I think you were a victim of the same kind of trap as the one Aïn triggered. And those who designed it very nearly got what they wanted, assuming that they intended to remove the Emperor from the Nine Worlds. Killing you was obviously pointless, so instead they hurled you off into the Outside.

Finally my brother Guides came to the conclusion that you were nowhere within the Nine Worlds. But I was sure that you couldn't be dead – if you had died you would simply have moved into one of your waiting spare bodies and carried on as before. So it followed that if you weren't in the Nine Worlds and you weren't dead you had to be somewhere outside the Known Universe. So I started searching for you. And I went on searching for a very long time. I went further and deeper into the Outside than anyone had gone before, and I saw so many wonders, and so many horrors, that I had to stop several times and wipe my own memory so as not to go mad.

Finally I found something. It was just a faint vibration, like the echo of a cry, but it was enough: I knew that you had passed that way. I had a lot of trouble following the trail: I lost it several times. But eventually it led me here, to this unknown world, and here I found you. Identifying you wasn't difficult: your mind doesn't belong on this world, and it was the only thing that was familiar to me in the strange chaos of this world.

But my body had been through too much, and death was only a breath away, and at that point I did something which we are never supposed to do: instead of allowing myself to die and so to be carried away to the Blissful Fields – or maybe to the Great Formless Void - I looked for a new body.

That is where fate betrayed me – or maybe it was a punishment for not allowing death to take its course. I found myself inhabiting the body of a puppy. I suppose it is because a dog is the closest thing on this planet, physically, to our own form. And the dog was clearly very close to you. But a dog is a terribly limited form of life: it can't speak, it's dominated by its senses and by its instincts... and above all, a dog is never free. Either it has an owner, or it will be chased and locked away, and then killed.

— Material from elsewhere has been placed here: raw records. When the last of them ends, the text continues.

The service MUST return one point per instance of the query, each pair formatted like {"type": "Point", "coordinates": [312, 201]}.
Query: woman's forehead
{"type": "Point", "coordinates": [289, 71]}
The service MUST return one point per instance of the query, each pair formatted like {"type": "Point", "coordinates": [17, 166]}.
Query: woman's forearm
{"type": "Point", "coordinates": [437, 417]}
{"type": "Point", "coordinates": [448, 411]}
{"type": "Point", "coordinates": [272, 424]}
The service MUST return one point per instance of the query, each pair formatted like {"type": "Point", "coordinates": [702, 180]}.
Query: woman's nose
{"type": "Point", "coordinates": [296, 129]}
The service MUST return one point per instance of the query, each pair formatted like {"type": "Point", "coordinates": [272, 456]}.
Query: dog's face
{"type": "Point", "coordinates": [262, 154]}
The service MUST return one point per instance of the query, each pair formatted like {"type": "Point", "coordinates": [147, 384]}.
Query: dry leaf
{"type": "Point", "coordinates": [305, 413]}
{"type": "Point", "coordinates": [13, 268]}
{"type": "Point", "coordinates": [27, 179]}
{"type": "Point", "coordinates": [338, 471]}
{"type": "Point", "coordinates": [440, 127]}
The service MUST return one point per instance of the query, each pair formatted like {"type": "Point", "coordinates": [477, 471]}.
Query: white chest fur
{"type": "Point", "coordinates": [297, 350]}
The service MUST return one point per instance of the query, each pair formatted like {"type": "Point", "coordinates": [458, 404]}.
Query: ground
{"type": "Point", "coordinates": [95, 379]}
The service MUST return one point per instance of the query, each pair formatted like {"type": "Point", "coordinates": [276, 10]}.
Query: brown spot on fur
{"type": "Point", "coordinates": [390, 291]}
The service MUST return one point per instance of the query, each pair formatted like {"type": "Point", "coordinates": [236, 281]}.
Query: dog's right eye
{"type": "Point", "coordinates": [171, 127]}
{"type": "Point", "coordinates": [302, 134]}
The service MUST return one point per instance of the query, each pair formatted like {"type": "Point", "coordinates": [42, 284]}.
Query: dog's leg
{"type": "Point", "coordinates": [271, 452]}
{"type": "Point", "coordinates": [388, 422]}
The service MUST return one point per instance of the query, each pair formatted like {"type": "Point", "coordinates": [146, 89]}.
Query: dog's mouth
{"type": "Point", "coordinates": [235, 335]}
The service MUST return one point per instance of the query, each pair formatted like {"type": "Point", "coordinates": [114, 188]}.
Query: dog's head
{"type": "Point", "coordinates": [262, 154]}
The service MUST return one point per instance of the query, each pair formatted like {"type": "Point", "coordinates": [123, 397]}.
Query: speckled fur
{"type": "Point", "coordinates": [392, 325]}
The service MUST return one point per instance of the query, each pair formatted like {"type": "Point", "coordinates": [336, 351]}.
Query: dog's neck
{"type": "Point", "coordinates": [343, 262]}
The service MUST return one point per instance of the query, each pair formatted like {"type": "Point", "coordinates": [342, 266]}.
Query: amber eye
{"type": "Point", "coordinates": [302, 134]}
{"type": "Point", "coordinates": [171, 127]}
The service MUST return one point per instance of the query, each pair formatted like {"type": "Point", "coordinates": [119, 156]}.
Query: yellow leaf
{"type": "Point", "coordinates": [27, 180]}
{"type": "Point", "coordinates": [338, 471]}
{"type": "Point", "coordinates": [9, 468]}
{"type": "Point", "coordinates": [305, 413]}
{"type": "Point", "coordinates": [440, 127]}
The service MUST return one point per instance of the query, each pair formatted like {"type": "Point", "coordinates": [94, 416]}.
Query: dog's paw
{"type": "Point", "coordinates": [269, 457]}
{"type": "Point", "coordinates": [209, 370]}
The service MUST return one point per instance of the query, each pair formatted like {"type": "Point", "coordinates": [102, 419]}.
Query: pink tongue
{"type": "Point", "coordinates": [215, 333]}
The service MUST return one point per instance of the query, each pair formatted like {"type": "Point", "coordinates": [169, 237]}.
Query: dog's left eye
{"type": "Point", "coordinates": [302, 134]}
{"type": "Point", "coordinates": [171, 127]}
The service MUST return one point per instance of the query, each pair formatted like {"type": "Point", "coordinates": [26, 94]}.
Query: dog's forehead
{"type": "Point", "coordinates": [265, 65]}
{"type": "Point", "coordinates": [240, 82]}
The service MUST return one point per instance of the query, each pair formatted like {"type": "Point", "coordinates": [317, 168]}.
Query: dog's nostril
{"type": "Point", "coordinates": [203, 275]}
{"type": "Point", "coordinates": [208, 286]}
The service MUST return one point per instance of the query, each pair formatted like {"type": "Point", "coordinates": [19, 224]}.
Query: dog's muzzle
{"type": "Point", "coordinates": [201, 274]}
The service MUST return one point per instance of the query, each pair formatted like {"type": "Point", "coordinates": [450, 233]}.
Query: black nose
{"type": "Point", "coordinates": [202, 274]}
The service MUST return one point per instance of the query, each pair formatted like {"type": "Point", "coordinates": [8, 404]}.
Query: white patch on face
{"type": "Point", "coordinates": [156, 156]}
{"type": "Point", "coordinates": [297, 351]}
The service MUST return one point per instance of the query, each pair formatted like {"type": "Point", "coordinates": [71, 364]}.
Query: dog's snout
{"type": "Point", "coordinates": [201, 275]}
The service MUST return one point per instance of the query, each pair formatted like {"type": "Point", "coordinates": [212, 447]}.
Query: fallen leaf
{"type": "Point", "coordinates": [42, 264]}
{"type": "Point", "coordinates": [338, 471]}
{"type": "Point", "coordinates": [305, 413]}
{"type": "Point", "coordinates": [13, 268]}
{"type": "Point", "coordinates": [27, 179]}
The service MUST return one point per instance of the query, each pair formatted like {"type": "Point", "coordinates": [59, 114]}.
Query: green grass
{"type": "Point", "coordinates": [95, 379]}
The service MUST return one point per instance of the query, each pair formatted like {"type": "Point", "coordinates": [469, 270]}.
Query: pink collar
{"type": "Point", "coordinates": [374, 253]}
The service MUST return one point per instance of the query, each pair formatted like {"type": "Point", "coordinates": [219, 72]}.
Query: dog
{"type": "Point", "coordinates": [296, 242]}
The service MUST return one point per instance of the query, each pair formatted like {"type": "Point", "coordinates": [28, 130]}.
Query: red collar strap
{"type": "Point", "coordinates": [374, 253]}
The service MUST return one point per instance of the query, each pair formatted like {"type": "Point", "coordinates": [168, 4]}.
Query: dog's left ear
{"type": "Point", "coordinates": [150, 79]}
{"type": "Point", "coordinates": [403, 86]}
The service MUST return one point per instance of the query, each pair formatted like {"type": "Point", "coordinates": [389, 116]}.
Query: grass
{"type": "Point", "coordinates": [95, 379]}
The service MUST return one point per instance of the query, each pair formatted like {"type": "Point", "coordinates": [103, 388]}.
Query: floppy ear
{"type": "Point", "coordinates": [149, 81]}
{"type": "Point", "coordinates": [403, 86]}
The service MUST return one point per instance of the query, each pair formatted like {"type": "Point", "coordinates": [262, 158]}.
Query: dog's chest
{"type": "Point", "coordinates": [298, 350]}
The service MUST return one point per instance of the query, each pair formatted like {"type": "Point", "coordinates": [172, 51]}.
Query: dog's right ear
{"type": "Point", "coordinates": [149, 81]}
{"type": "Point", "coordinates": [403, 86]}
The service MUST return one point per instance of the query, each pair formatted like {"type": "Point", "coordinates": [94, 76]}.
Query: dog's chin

That's almost the end of the story. Once I was close to you I found a way to establish contact by entering your dreams, and there I was able to reactivate a very small part of your memory. I knew that the one thing I had to do was to get you back to Nüngen, or to any of the other Worlds. Once you got back there I thought it would be easy for you to regain your identity – someone would surely recognise you, and even a chance meeting with a Guide would do the job, because any Guide meeting you would find you very strange and so would be sure to investigate further. Of course, if I'd been able to talk to you the way I am now, things would have been a great deal simpler.

When you jumped, for some reason your clothes stayed behind. At first I was just going to leave them and hope that the tide would carry them away, just as I was counting on it to erase the klirk. But then I realised that if they were found people would be sure that you were dead, and I really didn't want to do that to your parents. So I took them off into the dunes some distance from here and buried them before coming back home.

I didn't think I'd ever see you again. I knew you couldn't be expected to risk undertaking such a terrible journey just to rescue me, and I'm really sorry about what you had to go through to get back here. But I can't help being happy to have you back with me – and now that we've got Xarax to help us, it should be a great deal easier to get you back to the R'hinz this time.